Techniquement, le succès du virage ambulatoire dépend de la généralisation réussie du dossier médical partagé et d'une actualisation « plus rapide » de la nomenclature des actes médicaux.
• Soins visuels : élargir les compétences des orthoptistes et des opticiens
Les besoins de la population en soins visuels restent « imparfaitement » couverts, juge la Cour, et ce malgré les dépenses « dynamiques » de la filière (9,6 milliards d'euros en 2016).
Les magistrats soulignent les difficultés d'accès aux soins visuels « d'ordre financier » (58 % des praticiens en secteur II et 54,3 % de taux moyen de dépassement) mais surtout la rareté de l'offre médicale avec des ophtalmologues « très inégalement répartis ». La densité médicale est multipliée par 10 entre la Haute-Saône et Paris, et elle devrait baisser de 20 % d'ici à 2030…
Dans ce contexte, les magistrats préconisent plusieurs fortes. Il convient à leurs yeux d'autoriser les orthoptistes à réaliser des « bilans visuels et des consultations simples dans leur propre cabinet, sans être salariés d'ophtalmologues, et prescrire à ce titre des équipements optiques ». Autre piste : les opticiens pourraient – outre le renouvellement déjà en vigueur de verres correcteurs dans un certain délai – prescrire en première intention des équipements d'optique. Dans les deux cas, les formations respectives devraient être approfondies (niveau master). Le renvoi systématique au médecin serait requis pour les situations pathologiques excédant ce champ étendu de compétences. « Attention à ces évolutions car beaucoup de troubles de la réfraction cachent des pathologies plus lourdes ! Et je ne suis pas sûr qu'une ré-ingénierie des métiers suffirait pour que les orthoptistes fassent du diagnostic… », met en garde le Dr Thierry Bour, président du Syndicat des ophtalmologistes de France (SNOF).
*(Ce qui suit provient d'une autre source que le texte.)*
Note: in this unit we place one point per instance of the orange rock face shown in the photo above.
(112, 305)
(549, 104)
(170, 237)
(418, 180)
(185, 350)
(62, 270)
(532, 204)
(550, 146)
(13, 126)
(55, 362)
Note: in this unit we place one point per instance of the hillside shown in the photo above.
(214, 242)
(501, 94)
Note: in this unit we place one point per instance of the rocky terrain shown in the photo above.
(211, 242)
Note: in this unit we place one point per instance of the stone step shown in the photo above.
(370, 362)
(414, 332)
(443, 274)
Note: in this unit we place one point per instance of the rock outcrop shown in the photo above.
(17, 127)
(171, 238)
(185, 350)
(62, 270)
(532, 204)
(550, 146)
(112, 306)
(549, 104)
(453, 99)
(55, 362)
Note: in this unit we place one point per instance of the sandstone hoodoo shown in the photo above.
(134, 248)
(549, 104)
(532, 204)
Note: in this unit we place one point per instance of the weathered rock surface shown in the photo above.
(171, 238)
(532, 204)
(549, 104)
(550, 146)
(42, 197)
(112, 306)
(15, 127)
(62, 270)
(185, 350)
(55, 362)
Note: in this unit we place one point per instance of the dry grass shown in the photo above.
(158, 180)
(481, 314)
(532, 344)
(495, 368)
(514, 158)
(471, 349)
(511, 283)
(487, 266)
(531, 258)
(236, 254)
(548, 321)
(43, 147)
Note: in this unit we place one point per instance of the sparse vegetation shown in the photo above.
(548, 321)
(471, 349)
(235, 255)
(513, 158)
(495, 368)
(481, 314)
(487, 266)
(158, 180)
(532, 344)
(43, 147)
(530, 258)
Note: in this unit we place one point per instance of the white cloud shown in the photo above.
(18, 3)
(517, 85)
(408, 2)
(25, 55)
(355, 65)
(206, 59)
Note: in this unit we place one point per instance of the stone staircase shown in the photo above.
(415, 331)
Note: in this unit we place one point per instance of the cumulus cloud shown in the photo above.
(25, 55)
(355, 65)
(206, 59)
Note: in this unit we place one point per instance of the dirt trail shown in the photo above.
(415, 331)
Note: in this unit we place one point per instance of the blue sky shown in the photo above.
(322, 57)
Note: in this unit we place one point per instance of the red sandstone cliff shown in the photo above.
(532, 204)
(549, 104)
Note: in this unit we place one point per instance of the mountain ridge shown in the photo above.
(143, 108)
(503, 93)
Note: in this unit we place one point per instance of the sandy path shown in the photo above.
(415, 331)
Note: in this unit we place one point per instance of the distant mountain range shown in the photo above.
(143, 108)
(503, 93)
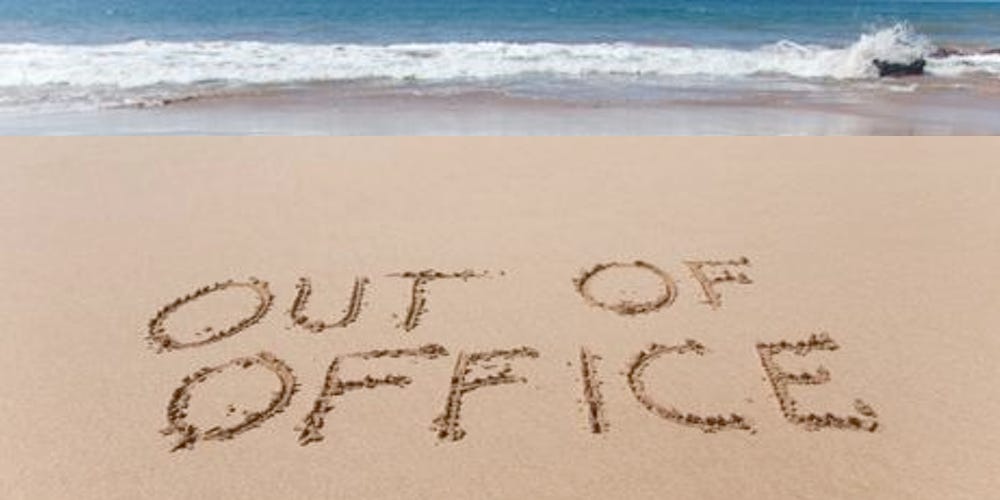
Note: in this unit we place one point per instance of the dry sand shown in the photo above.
(499, 318)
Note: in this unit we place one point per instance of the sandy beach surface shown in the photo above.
(891, 108)
(499, 318)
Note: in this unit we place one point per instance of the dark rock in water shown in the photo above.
(943, 52)
(886, 68)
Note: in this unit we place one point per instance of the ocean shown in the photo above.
(84, 56)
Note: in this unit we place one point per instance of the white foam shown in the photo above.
(144, 63)
(53, 72)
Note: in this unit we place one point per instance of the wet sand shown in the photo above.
(935, 109)
(499, 318)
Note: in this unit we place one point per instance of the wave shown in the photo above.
(67, 71)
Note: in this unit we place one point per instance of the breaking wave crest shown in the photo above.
(144, 64)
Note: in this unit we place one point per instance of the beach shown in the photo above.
(586, 67)
(499, 317)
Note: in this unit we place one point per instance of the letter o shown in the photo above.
(181, 398)
(162, 341)
(627, 307)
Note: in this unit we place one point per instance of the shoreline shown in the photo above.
(319, 110)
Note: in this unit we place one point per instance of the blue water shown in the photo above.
(725, 23)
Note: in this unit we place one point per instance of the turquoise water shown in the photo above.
(700, 22)
(59, 55)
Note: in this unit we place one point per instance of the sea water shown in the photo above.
(59, 55)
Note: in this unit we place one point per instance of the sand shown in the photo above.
(499, 318)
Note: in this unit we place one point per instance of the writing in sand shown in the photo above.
(480, 370)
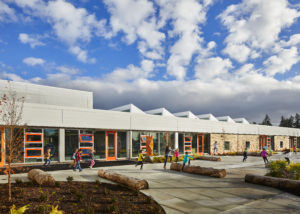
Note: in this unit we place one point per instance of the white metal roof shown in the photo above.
(160, 111)
(241, 120)
(186, 114)
(128, 108)
(207, 117)
(226, 119)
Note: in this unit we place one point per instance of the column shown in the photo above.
(61, 145)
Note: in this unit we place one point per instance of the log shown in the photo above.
(132, 183)
(288, 185)
(218, 173)
(41, 177)
(208, 158)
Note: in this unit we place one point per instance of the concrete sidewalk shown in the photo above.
(180, 192)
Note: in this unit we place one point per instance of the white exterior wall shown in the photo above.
(49, 95)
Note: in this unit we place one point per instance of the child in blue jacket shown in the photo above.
(185, 159)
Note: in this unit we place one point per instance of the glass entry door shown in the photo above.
(2, 147)
(111, 145)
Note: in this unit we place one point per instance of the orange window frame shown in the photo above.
(2, 147)
(106, 139)
(41, 156)
(86, 141)
(39, 134)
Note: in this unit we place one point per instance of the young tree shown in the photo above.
(11, 110)
(267, 121)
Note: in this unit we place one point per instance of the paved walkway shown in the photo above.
(185, 193)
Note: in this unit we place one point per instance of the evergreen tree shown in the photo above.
(267, 121)
(297, 121)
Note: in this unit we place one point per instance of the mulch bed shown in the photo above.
(77, 197)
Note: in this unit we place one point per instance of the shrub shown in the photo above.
(70, 179)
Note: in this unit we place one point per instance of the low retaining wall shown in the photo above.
(288, 185)
(41, 177)
(218, 173)
(130, 182)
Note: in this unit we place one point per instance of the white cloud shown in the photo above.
(32, 61)
(255, 24)
(136, 18)
(33, 41)
(185, 17)
(7, 13)
(282, 62)
(71, 25)
(212, 67)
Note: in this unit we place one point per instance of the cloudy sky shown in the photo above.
(226, 57)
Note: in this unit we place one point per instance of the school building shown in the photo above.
(64, 119)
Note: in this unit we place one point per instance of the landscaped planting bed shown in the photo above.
(77, 197)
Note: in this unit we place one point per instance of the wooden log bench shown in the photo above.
(41, 177)
(218, 173)
(132, 183)
(287, 185)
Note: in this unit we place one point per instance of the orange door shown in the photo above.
(2, 147)
(111, 145)
(200, 143)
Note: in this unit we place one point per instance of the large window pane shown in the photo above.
(122, 151)
(99, 144)
(51, 142)
(71, 143)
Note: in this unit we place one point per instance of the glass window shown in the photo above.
(248, 144)
(71, 143)
(226, 145)
(51, 142)
(99, 144)
(122, 146)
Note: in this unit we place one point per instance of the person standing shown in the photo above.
(47, 157)
(264, 156)
(78, 158)
(288, 156)
(245, 154)
(215, 148)
(92, 163)
(140, 160)
(167, 150)
(185, 159)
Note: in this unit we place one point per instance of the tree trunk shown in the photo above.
(218, 173)
(130, 182)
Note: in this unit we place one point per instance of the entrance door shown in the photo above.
(111, 145)
(200, 144)
(2, 147)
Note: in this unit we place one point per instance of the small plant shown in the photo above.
(70, 179)
(21, 210)
(18, 181)
(55, 210)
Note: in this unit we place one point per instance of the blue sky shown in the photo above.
(237, 58)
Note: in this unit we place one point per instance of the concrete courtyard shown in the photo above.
(180, 192)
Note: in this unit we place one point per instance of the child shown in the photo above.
(92, 158)
(47, 157)
(264, 155)
(287, 156)
(185, 159)
(78, 158)
(140, 160)
(176, 154)
(245, 154)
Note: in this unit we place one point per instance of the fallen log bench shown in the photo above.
(41, 177)
(132, 183)
(208, 158)
(287, 185)
(218, 173)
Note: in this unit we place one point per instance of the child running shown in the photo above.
(185, 159)
(140, 160)
(245, 154)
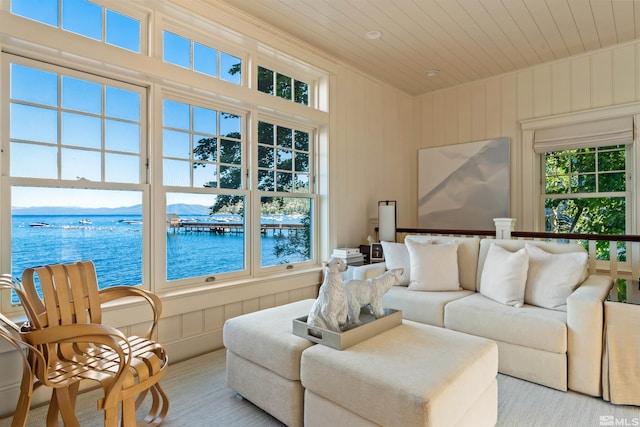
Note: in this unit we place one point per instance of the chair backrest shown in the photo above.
(69, 294)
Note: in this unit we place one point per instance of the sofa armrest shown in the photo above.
(585, 325)
(364, 272)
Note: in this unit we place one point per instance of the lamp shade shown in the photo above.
(387, 220)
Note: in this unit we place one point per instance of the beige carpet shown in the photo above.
(200, 397)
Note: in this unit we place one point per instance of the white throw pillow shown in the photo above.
(396, 255)
(553, 277)
(433, 267)
(504, 275)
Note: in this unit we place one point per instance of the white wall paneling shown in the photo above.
(494, 107)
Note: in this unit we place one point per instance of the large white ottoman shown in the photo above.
(410, 375)
(263, 360)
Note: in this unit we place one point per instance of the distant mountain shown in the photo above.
(178, 208)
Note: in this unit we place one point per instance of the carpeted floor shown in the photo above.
(199, 396)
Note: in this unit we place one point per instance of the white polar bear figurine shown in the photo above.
(369, 292)
(330, 309)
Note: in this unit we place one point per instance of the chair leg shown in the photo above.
(111, 416)
(22, 410)
(159, 407)
(52, 413)
(66, 402)
(129, 412)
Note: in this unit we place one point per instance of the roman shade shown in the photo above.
(595, 133)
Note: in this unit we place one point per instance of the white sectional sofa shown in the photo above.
(549, 333)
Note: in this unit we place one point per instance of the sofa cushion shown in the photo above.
(433, 267)
(513, 245)
(504, 275)
(396, 255)
(423, 307)
(553, 277)
(529, 326)
(468, 248)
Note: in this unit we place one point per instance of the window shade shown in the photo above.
(596, 133)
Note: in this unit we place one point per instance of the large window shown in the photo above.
(586, 192)
(285, 161)
(163, 177)
(203, 151)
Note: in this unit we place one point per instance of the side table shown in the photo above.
(621, 357)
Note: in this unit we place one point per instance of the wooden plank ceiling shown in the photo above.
(465, 40)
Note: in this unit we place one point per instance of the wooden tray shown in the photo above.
(353, 334)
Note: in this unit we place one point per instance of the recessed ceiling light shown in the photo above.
(373, 34)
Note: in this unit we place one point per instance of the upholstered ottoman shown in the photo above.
(263, 359)
(410, 375)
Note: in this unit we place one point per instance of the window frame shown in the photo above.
(130, 9)
(627, 194)
(33, 40)
(8, 181)
(259, 194)
(208, 40)
(162, 190)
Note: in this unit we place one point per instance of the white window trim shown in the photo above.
(531, 197)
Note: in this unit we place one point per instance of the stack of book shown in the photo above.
(352, 256)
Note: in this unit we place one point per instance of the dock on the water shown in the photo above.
(228, 227)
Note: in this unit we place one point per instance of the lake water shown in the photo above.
(114, 244)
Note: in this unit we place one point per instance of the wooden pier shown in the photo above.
(228, 227)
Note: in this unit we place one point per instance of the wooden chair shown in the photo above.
(10, 332)
(65, 327)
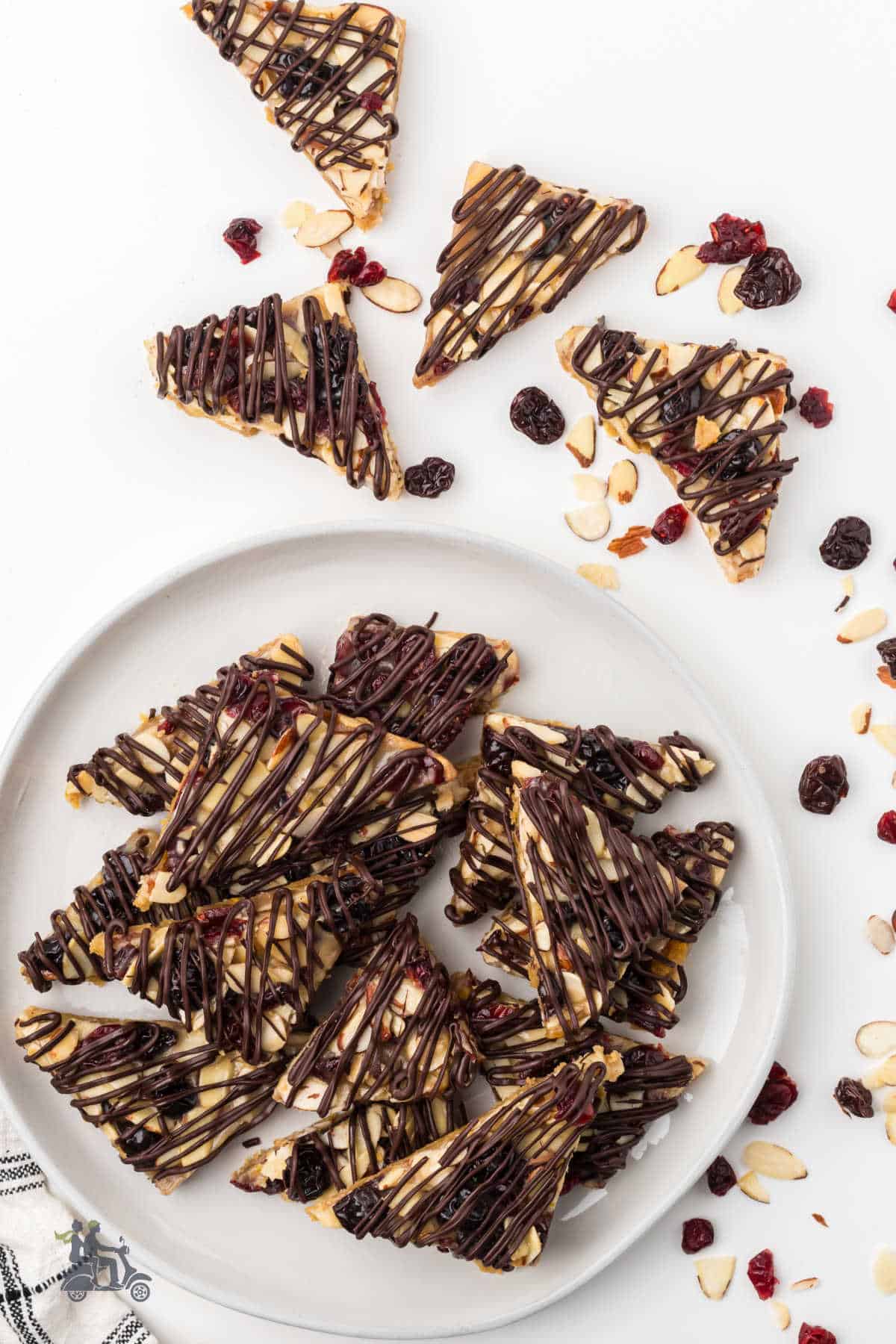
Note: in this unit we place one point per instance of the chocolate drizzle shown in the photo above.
(247, 366)
(729, 484)
(394, 672)
(396, 1034)
(299, 73)
(143, 1083)
(509, 214)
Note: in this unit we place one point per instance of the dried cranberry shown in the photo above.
(768, 280)
(669, 524)
(817, 408)
(242, 235)
(853, 1098)
(430, 477)
(721, 1176)
(696, 1234)
(847, 544)
(887, 828)
(536, 416)
(824, 784)
(778, 1095)
(732, 240)
(761, 1272)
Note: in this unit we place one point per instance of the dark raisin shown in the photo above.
(696, 1234)
(847, 544)
(777, 1095)
(721, 1176)
(761, 1272)
(536, 416)
(817, 408)
(430, 477)
(853, 1098)
(242, 235)
(824, 784)
(768, 280)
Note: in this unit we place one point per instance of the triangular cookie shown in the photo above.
(287, 367)
(396, 1034)
(709, 414)
(166, 1100)
(517, 249)
(488, 1191)
(328, 77)
(141, 772)
(420, 682)
(336, 1152)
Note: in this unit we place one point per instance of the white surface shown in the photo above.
(134, 147)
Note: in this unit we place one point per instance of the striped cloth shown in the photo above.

Autre préconisation : conditionner les nouvelles installations d'ophtalmologues libéraux dans les zones caractérisées par « des niveaux élevés de dépassements » à l'adhésion obligatoire à l'option tarifaire maîtrisée (OPTAM). Une façon de réguler l'accès au secteur II. « C'est le discours traditionnel de la Cour des comptes ! », s'agace le Dr Bour. En juin 2018, seuls 516 ophtalmologues ont adhéré au dispositif de modération tarifaire.